I’ve been playing with the idea of writing a short story or posting a chapter from my novel each weekend. If I see many positive responses (or even some constructive criticism), I shall continue these posts.
His name in black and white under his picture sent a repulsive shudder through me as if I had relived a bad dream. In truth, Clementius Wigg had haunted my thoughts daily for more than forty years. His voice sounded in my head reminding me of my darkest moment. Yet, when he stopped talking to me—in real life—a euphoric gleam entered my life. It was like my bedside lamp that remained unused because I thought the oil had run too low when all that it needed was a new wick. All for a simple change. No longer having him in my life was like that. Only it also caused illumination. Suddenly, I could read before bed again for more reasons than the obvious.
The artist captured well the windblown mane and scraggly beard of a madman. The hard-line of his mouth—as if he had eaten too many prunes (and who knows that he could have because intestinal tie-ups often plague the high-strung)—still made me swallow as if the pit had transferred to me. He did that to people. He passed on his tasks and obligations. Perhaps it was his right as we were all sailors on the ship he captained.
For my part, because I was the only one who could read (thanks to my mother’s instruction before she died in childbirth along with my stillborn brother) I served as ship’s doctor. A poor physician at that by my own admission. I wielded a meat cleaver as well as the ship’s cook, and we had a standing wager on who cut the cleanest shank. That was all well and good, for my work brought well-being to the gangrenous as much as the cook’s did to our gullets.
It was Wigg who caused wounds to fester and innards to churn. His gossip spread like scurvy through the group until it was palatable. He lured followers with promises like buried treasure. They obligingly dug at his command. Little did they know he stood ready to cast them into the holes they excavated and stole all the glory for himself.
I suppose my fault was I cried mutiny. Once.
The rally he organized trying to get me to jump ship was impressive and oppressive. Still, I remained steadfast in my assertion that he was the one who deserved to be cast out. The amazing thing was, I also choose silence as my weapon. I let him set his sails against storms only he could stir up himself. I bided my time. Only when others wanted to make a leader out of me did I finally speak again.
An emphatic “no” was my reply.
So for all his accusations that I demanded control, nothing could be proved.
At the next port, he abandoned us for another ship, a coward’s act by any captain’s standards. His first mate went along at the first. I heard years later they parted ways, but not until reading the details for the obituary knew why. I assumed that Wigg had done more harm than any good. Yet, now I wondered at the harm done to him.
I surmised he was survived by a wayward wife or one he had dismissed. Then I noted in her second husband’s name the familiar one of Wigg’s former first mate. The son, an actor, remained a bachelor. Though the billings revealed he preferred the women’s roles. His daughter had a last name different from her three children and no current spouse listed.
I felt bile rise with the elation. Because I did and didn’t want to know about his pain.
I knew his life would come to all this. A small part hoped I might be wrong.

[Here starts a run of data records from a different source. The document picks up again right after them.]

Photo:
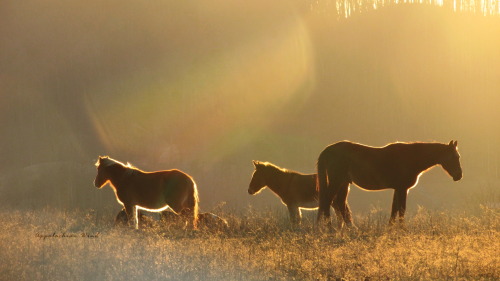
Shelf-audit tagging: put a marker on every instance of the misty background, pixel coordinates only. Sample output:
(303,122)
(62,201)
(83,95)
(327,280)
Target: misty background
(209,86)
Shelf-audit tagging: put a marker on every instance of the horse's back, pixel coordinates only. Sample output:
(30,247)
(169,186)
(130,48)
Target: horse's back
(302,191)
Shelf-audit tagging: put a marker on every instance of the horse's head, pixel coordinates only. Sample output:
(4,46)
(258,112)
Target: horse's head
(258,181)
(102,175)
(451,161)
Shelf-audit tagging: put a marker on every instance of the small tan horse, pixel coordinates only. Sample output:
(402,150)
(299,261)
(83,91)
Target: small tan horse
(151,191)
(395,166)
(297,191)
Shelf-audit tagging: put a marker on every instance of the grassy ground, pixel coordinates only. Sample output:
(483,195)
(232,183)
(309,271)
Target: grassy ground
(83,245)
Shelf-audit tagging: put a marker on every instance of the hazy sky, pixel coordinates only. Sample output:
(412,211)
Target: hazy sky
(208,87)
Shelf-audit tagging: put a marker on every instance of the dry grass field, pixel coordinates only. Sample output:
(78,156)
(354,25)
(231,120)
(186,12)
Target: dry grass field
(84,245)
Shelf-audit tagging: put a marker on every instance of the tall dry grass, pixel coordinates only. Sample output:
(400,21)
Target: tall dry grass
(83,245)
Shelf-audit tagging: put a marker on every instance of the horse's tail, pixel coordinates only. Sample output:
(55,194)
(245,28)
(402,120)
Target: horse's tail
(193,201)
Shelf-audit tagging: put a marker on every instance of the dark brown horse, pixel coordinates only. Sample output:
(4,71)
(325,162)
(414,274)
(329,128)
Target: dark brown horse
(297,191)
(151,191)
(396,166)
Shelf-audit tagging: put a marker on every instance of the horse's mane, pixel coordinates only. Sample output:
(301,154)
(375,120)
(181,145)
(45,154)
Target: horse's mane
(106,161)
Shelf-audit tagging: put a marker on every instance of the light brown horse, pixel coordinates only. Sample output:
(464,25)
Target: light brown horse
(396,166)
(151,191)
(297,191)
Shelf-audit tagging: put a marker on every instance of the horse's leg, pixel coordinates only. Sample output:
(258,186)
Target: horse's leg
(338,213)
(343,206)
(325,201)
(131,211)
(295,216)
(396,203)
(402,205)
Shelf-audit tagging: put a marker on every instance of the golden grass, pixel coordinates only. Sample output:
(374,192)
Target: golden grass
(54,245)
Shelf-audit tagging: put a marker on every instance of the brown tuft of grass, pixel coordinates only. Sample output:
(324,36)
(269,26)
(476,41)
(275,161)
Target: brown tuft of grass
(83,245)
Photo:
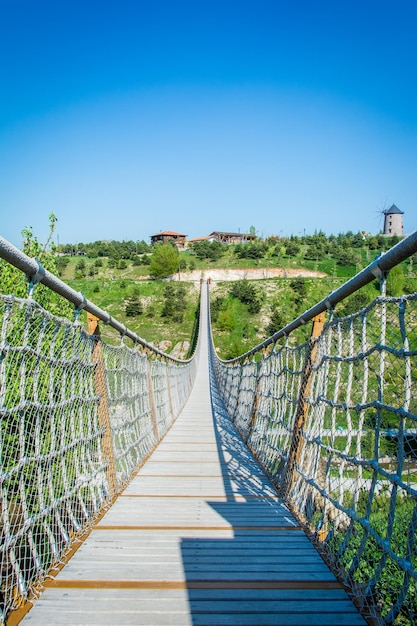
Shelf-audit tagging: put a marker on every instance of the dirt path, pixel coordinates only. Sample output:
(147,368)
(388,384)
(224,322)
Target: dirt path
(249,274)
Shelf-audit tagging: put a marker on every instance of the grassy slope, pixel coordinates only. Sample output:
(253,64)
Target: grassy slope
(110,288)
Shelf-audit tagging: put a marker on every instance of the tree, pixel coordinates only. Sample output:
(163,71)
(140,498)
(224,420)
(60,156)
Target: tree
(164,261)
(15,282)
(247,293)
(134,306)
(276,322)
(395,281)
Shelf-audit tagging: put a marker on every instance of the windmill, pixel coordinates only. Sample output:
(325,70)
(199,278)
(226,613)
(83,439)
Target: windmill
(393,221)
(381,213)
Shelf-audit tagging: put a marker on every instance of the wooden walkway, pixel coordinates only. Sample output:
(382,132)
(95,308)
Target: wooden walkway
(199,537)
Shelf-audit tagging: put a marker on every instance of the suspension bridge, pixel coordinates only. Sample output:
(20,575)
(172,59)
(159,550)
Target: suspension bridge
(276,488)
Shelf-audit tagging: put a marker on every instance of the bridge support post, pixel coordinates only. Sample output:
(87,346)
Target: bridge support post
(103,405)
(301,416)
(152,406)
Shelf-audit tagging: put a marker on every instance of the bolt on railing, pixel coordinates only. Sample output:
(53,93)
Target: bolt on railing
(78,417)
(333,421)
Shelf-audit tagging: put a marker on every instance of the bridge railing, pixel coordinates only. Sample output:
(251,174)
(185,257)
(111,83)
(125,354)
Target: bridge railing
(334,423)
(78,417)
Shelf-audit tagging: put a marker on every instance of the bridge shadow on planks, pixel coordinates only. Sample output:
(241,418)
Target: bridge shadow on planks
(260,568)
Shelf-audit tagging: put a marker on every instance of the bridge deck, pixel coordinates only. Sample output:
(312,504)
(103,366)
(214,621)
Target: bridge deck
(198,537)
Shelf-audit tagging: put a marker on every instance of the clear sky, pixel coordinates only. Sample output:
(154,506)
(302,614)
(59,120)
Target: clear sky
(130,117)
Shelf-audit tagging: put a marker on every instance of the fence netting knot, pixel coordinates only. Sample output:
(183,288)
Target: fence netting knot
(78,416)
(333,422)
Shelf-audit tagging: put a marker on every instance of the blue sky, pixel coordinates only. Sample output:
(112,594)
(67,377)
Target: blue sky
(129,118)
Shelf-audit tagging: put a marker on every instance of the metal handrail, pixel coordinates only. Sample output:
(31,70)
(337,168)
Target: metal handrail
(33,269)
(377,269)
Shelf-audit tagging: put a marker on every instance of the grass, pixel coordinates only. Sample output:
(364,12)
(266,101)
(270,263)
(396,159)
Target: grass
(238,330)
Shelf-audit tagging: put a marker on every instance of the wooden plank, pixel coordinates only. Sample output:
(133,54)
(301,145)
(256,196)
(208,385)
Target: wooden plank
(199,537)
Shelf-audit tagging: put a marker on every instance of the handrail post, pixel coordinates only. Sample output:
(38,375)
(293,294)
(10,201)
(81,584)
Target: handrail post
(151,397)
(103,403)
(303,406)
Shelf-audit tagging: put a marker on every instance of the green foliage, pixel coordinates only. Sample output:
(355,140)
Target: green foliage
(164,261)
(276,322)
(395,281)
(134,306)
(212,250)
(175,302)
(13,281)
(247,293)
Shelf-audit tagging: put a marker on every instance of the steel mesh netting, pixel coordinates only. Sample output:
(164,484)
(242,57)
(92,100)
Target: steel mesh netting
(354,479)
(130,410)
(56,473)
(52,473)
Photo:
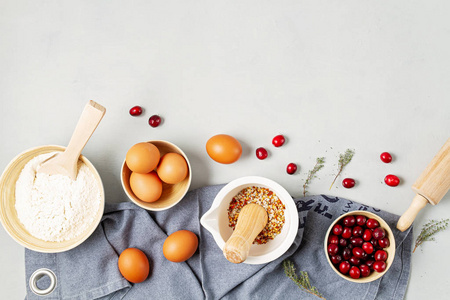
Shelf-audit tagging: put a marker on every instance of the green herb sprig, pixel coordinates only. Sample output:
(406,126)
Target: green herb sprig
(344,159)
(429,230)
(303,281)
(320,161)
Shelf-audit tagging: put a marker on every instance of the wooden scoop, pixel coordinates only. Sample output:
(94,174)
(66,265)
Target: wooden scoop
(252,220)
(430,187)
(65,163)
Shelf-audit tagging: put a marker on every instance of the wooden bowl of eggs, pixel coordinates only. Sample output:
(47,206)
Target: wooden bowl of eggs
(156,175)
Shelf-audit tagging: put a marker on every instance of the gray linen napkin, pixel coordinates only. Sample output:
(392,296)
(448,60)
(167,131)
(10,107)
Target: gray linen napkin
(90,270)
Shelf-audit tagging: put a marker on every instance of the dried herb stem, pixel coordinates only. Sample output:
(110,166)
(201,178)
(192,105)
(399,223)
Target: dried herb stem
(344,159)
(312,173)
(429,230)
(303,281)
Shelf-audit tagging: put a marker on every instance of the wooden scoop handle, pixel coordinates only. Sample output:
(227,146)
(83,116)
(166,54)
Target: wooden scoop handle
(252,220)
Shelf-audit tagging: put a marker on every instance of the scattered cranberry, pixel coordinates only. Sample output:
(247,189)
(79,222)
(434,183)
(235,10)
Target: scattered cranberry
(391,180)
(336,259)
(346,253)
(372,223)
(355,273)
(380,255)
(354,261)
(136,111)
(291,168)
(378,233)
(154,121)
(356,241)
(344,267)
(349,221)
(361,220)
(357,231)
(278,141)
(386,157)
(367,235)
(367,247)
(333,239)
(347,232)
(365,270)
(358,252)
(384,242)
(343,242)
(379,266)
(348,183)
(333,249)
(261,153)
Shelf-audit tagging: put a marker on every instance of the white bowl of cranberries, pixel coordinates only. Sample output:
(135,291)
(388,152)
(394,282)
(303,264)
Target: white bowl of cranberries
(360,246)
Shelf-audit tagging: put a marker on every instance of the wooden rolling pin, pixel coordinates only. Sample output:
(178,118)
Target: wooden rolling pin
(251,221)
(430,187)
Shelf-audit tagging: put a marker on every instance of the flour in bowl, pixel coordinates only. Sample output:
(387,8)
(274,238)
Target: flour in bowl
(54,207)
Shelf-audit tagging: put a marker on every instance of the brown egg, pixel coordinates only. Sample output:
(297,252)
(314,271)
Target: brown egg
(147,187)
(172,168)
(180,246)
(224,149)
(142,157)
(133,265)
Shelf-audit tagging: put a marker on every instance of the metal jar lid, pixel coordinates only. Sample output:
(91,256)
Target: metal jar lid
(39,274)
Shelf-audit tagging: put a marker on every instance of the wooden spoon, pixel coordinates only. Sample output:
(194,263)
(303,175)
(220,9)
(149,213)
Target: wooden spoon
(65,163)
(251,221)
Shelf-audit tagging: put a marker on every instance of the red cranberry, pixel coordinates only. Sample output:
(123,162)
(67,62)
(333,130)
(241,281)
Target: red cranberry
(349,221)
(136,111)
(278,141)
(348,183)
(379,266)
(365,270)
(368,247)
(380,255)
(370,262)
(354,273)
(386,157)
(372,223)
(384,242)
(291,168)
(347,233)
(344,267)
(337,229)
(361,220)
(154,121)
(343,242)
(355,261)
(333,239)
(367,235)
(378,233)
(346,254)
(333,249)
(358,252)
(336,259)
(261,153)
(391,180)
(357,231)
(356,241)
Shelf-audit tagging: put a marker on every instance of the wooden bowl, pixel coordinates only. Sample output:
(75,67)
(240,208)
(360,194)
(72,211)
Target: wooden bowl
(171,194)
(390,250)
(8,214)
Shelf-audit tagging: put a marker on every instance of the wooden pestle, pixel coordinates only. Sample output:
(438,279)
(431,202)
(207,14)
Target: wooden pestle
(430,187)
(251,221)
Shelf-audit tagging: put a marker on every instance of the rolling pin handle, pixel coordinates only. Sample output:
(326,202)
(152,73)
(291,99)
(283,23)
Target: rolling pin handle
(410,214)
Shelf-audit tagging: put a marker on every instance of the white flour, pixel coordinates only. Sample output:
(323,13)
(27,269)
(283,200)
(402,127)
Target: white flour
(54,207)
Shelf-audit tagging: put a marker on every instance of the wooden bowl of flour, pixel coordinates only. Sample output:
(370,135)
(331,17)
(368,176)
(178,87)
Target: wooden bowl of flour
(8,213)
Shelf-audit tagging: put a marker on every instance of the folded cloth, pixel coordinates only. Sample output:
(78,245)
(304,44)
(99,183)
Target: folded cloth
(90,270)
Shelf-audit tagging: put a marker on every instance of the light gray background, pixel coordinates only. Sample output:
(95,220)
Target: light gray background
(329,75)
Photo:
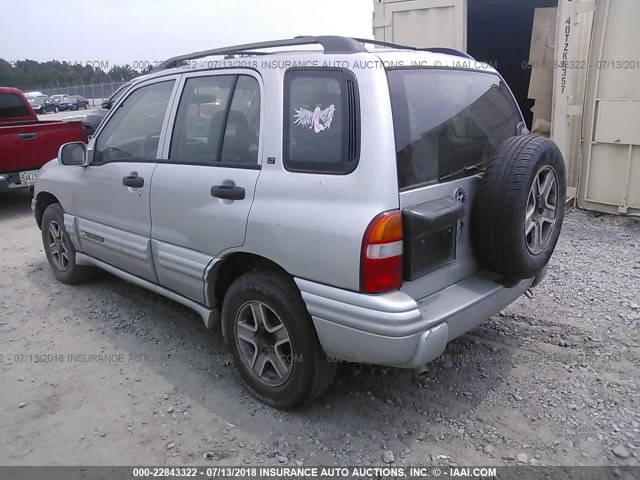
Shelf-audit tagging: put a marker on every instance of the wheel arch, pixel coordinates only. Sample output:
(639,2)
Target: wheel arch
(230,268)
(43,200)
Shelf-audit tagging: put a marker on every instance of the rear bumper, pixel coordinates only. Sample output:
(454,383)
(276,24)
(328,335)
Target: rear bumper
(395,330)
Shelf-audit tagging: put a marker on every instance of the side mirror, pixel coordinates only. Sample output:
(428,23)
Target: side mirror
(74,153)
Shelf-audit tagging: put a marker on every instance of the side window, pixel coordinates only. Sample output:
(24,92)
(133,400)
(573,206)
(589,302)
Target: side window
(211,130)
(321,121)
(133,131)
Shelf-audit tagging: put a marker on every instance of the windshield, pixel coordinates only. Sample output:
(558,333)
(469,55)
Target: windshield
(446,120)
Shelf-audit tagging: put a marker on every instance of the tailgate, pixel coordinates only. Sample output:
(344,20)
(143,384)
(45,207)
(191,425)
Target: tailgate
(28,147)
(447,124)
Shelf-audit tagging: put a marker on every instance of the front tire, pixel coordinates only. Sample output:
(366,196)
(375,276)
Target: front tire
(60,252)
(274,344)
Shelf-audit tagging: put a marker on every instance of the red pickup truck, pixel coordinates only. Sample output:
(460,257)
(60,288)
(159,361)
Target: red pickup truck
(27,143)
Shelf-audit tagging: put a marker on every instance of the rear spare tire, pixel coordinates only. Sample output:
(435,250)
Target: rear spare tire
(520,206)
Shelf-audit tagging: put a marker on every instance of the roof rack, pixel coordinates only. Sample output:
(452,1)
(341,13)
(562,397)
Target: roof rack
(385,44)
(444,50)
(331,44)
(449,51)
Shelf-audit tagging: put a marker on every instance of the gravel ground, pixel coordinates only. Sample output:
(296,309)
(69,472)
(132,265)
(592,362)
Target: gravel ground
(552,380)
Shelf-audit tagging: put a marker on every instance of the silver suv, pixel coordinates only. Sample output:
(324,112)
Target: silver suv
(322,205)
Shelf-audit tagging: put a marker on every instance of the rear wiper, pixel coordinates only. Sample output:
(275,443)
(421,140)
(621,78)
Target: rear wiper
(468,168)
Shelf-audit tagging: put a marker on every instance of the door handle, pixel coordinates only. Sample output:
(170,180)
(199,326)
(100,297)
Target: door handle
(133,181)
(228,192)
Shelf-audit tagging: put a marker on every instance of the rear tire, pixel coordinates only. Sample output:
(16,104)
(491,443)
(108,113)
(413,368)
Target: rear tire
(274,344)
(60,252)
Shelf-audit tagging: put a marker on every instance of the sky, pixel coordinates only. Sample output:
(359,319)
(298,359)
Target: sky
(128,31)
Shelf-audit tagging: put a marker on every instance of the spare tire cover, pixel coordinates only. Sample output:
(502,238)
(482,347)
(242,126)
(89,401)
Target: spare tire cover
(520,206)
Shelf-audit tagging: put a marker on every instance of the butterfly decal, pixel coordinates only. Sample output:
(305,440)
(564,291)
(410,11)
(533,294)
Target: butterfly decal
(317,119)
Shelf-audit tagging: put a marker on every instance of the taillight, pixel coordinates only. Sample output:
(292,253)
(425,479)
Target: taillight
(381,257)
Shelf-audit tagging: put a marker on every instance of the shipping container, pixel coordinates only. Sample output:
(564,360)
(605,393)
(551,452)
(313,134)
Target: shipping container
(574,68)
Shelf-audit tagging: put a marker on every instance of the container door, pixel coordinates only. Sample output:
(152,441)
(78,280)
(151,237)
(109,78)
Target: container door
(422,23)
(610,178)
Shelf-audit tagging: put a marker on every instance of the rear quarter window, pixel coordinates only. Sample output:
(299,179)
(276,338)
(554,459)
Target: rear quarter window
(321,121)
(12,106)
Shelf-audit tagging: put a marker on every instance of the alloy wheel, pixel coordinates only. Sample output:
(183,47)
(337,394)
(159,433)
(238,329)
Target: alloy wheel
(58,246)
(542,207)
(263,343)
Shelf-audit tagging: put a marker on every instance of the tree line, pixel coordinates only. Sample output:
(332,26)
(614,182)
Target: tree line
(33,75)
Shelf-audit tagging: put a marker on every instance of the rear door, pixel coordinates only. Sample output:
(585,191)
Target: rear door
(111,195)
(447,124)
(204,185)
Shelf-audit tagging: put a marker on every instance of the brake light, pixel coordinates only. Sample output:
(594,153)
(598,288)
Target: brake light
(381,256)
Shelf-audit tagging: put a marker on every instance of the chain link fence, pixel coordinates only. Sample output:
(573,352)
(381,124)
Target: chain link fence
(95,93)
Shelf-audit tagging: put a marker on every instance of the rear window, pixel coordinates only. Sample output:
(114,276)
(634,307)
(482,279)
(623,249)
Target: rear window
(446,120)
(12,106)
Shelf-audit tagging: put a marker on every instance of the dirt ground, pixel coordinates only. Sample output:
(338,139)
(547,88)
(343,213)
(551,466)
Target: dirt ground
(106,373)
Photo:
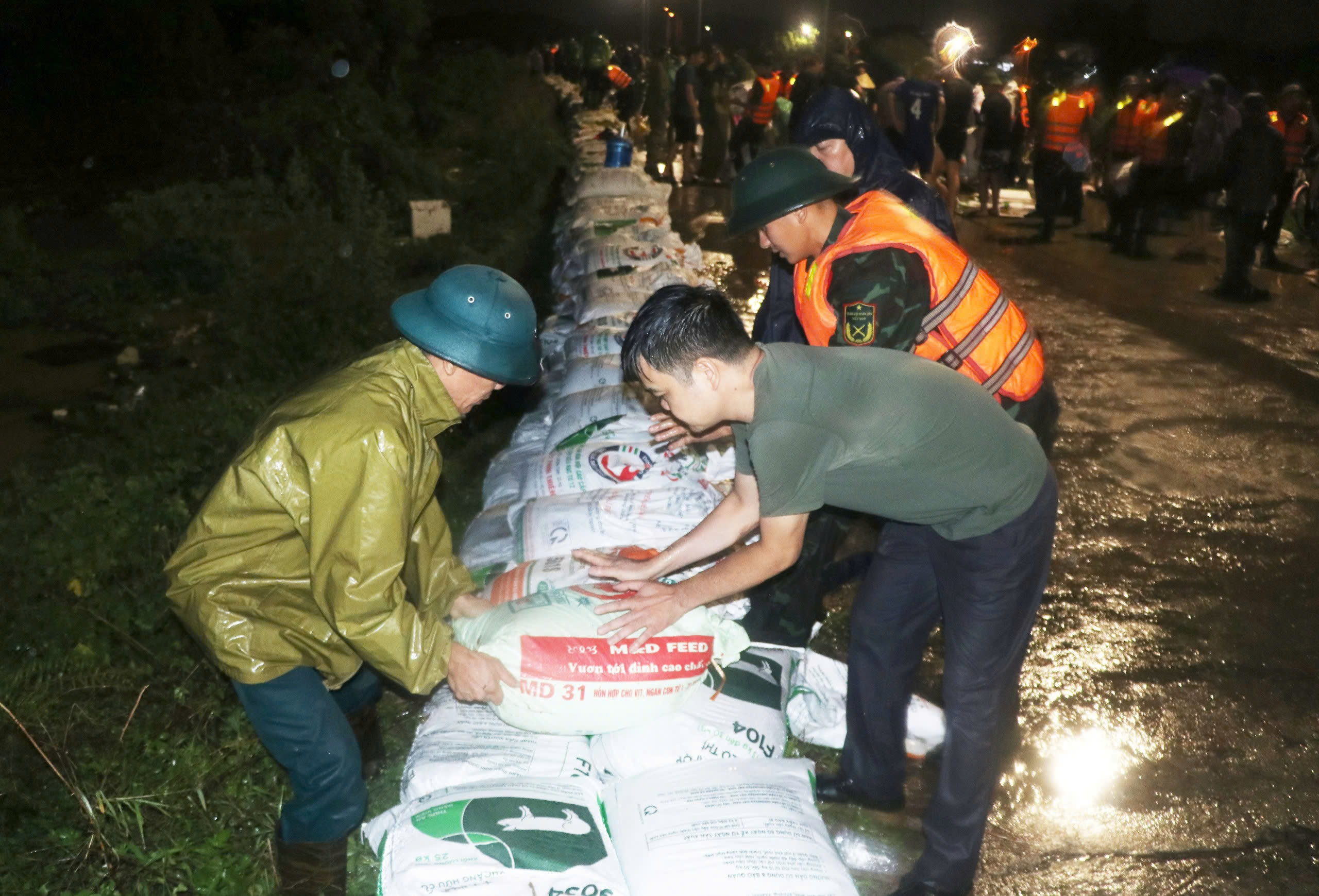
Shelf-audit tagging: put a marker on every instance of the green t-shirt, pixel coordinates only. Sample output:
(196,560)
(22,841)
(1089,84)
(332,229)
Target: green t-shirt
(887,433)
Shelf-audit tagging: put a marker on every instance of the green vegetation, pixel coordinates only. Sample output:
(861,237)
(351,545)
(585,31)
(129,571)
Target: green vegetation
(128,766)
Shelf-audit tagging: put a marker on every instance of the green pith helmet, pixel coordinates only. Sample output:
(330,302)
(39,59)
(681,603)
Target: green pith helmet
(780,181)
(478,318)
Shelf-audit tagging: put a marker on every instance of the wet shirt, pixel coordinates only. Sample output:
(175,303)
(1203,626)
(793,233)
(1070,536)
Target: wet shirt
(958,98)
(686,77)
(996,118)
(324,546)
(880,297)
(886,433)
(919,105)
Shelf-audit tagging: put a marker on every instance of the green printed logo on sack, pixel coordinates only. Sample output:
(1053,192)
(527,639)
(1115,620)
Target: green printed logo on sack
(517,832)
(585,434)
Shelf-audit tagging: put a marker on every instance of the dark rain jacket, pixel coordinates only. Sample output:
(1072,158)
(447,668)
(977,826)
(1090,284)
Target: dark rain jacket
(834,114)
(324,546)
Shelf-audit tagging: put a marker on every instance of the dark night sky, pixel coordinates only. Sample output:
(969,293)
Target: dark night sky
(1260,23)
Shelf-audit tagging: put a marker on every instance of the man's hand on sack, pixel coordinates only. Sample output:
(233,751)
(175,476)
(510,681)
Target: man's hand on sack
(673,434)
(653,607)
(475,678)
(469,606)
(610,567)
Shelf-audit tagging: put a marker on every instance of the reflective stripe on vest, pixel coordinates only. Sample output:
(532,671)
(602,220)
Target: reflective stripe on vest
(619,77)
(766,111)
(1155,144)
(971,326)
(1293,138)
(1125,132)
(1063,118)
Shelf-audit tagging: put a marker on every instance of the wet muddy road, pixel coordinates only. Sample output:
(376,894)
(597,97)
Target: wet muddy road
(1171,711)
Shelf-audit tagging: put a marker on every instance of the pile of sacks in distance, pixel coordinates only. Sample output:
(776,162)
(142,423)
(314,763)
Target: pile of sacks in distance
(608,771)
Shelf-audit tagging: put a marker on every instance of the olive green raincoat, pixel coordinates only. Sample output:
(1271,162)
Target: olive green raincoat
(324,546)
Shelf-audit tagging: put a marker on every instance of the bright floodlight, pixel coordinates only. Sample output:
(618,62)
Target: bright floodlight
(953,43)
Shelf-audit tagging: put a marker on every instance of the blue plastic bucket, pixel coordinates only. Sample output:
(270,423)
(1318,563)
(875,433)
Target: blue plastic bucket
(618,152)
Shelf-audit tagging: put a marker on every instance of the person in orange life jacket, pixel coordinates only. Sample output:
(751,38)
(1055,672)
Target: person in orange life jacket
(1119,151)
(750,132)
(1065,119)
(876,274)
(1165,139)
(971,506)
(1298,132)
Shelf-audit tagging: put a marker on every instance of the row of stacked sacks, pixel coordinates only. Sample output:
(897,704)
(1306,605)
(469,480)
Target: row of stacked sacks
(610,771)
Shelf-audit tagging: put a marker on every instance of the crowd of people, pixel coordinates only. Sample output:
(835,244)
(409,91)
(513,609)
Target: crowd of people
(1172,144)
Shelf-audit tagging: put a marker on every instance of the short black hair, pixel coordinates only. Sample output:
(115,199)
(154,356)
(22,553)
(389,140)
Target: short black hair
(680,325)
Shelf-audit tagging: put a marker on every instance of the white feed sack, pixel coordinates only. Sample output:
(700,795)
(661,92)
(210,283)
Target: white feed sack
(545,527)
(516,581)
(615,410)
(508,470)
(817,708)
(618,182)
(610,464)
(462,743)
(526,837)
(488,539)
(594,340)
(729,826)
(573,681)
(735,716)
(582,374)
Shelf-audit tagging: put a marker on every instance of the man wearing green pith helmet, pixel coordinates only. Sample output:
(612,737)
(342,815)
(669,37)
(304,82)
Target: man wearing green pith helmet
(322,560)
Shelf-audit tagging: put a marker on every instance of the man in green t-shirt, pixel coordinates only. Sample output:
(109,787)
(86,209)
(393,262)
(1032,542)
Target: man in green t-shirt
(971,503)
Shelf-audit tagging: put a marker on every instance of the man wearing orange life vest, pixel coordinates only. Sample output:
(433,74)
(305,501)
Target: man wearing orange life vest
(1120,149)
(877,275)
(1066,116)
(1164,140)
(760,111)
(1298,135)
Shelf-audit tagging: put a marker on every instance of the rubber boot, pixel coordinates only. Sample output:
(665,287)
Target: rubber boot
(312,869)
(371,743)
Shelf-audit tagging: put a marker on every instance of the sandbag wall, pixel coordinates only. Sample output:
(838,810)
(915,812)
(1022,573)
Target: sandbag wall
(606,772)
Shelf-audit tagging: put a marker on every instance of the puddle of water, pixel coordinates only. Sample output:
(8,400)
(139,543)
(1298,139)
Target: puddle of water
(41,371)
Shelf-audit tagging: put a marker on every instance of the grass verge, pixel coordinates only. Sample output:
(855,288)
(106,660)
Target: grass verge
(128,766)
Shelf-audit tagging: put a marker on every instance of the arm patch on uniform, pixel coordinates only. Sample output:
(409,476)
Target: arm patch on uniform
(859,321)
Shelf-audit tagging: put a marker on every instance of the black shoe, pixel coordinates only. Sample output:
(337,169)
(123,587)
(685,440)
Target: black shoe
(312,869)
(927,890)
(371,743)
(837,788)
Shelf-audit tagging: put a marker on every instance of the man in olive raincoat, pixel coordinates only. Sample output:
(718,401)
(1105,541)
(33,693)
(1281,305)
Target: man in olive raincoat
(322,560)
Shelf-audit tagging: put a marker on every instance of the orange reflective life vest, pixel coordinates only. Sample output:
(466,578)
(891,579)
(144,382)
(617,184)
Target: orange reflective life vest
(1155,140)
(1127,135)
(764,112)
(971,326)
(618,77)
(1293,138)
(1063,118)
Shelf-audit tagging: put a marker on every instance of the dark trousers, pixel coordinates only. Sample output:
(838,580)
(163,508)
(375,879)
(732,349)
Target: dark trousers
(784,608)
(1244,233)
(307,730)
(1051,188)
(714,143)
(1148,194)
(1281,202)
(748,137)
(987,590)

“What do you have there, Sims?”
I turned to face Sherwin Rakestraw, the newspaper’s senior editor. I had joined his staff a year after Wigg jumped ship, exchanging my scalpel for a pen. The change had served me well. Rakestraw also proved to far superior to Wigg as a leader. Both Rakestraw and I had made names for ourselves. Yet, I was grateful for a byline rather than the responsibility the editor carried. Until now.
“The details for Clementius Wigg’s obituary.”
“Ah. Your former captain.” He clapped a hand on my shoulder. “Give him justice, Sims.”
“Give it to him.”
“And you know you have it.”
I did. Rakestraw spoke the truth. I stared at the information before me. I carried my own secret about Wigg buried behind my left jacket pocket. Rakestraw knew. I told him the night he saved my life. That night I made him vow to take it to his grave. I planned to do the same.
I guessed he meant for me to break that vow now that Wigg had entered his.
I considered it. Then I took up my pen and wrote my nemesis’ obituary.
But, I wrote what I could live with reading.
I wrote with mercy.
This is a work of fiction. Names, characters, places, and incidents are either a product of the author’s imagination or are used fictitiously, and any resemblance to actual persons, living or dead, business establishments, events, or locales is entirely coincidental.